Leontief, Wassily


Leontief, Wassily

(lē`ŏntēf), 1906–99, American economist, b. Russia, grad. Univ. of Berlin (Ph.D., 1928). The son of a Russian economist, he and his family left the Soviet Union in 1925 because of their opposition to the Bolshevik government. After serving as an adviser on railroad construction to the Chinese government (1929), he emigrated to the United States. He joined the faculty of Harvard in 1931, rising to the rank of professor in 1946. In 1975, he left Harvard to teach at New York Univ. Leontief is best known for his development of the input-output method of economic analysis, used by most industrialized nations for planning and predicting economic progress. He was awarded (1973) the Nobel Memorial Prize in Economic Sciences.

Leontief, Wassily

 

Born Aug. 5, 1906, in St. Petersburg. American economist.

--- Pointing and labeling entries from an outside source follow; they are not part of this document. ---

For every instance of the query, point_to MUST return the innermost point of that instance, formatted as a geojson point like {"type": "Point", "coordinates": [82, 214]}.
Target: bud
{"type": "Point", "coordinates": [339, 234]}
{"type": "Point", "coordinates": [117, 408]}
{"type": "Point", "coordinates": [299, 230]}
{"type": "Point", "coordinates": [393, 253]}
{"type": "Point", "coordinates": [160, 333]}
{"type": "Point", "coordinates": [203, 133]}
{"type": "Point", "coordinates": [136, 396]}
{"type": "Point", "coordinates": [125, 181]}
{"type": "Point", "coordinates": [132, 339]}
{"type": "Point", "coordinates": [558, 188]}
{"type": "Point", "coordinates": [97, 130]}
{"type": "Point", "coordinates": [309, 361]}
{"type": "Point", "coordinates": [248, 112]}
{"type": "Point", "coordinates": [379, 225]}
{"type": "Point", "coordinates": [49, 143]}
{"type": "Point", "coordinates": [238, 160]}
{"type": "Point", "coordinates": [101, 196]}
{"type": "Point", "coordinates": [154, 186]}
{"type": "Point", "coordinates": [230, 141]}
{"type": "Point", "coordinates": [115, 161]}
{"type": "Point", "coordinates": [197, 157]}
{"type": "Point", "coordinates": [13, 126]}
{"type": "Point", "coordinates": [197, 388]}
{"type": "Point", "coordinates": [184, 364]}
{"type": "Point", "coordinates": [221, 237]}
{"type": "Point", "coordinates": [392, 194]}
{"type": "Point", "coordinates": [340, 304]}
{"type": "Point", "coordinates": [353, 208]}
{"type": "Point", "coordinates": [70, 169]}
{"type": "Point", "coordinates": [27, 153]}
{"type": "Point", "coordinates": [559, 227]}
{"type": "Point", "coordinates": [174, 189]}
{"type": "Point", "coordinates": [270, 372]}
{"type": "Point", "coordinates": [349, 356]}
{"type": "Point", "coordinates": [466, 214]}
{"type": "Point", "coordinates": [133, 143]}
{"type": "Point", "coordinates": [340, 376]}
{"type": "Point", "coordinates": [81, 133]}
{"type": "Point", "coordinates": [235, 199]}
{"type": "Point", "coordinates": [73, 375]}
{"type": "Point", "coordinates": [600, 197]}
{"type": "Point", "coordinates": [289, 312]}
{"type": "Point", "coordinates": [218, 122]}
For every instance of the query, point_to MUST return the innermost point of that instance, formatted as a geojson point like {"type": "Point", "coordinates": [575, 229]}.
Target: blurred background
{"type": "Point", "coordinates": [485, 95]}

After he graduated from Leningrad University (1925), Leontief studied in Berlin (1925–28). In 1931 he emigrated to the USA and started teaching at Harvard University. In 1948 he became director of an economic research service. Leontief worked out the “input-output” method of economic analysis, a method initially developed by Soviet economists as early as 1924–28. His method studies the specific processes involved in substituting one part of social product for another in capitalist economic sectors. The principles advanced by Leontief are used for forecasting and programming the capitalist economy. Although criticizing certain conditions of bourgeois political economy and individual failings of capitalism, Leontief in his works ignores the antagonistic contradictions of capitalist production. He received the Nobel Prize in 1973.

WORKS

The Structure of the American Economy, 1919–1929. Cambridge, Mass., 1941.
Input-Output Economics. New York, 1966.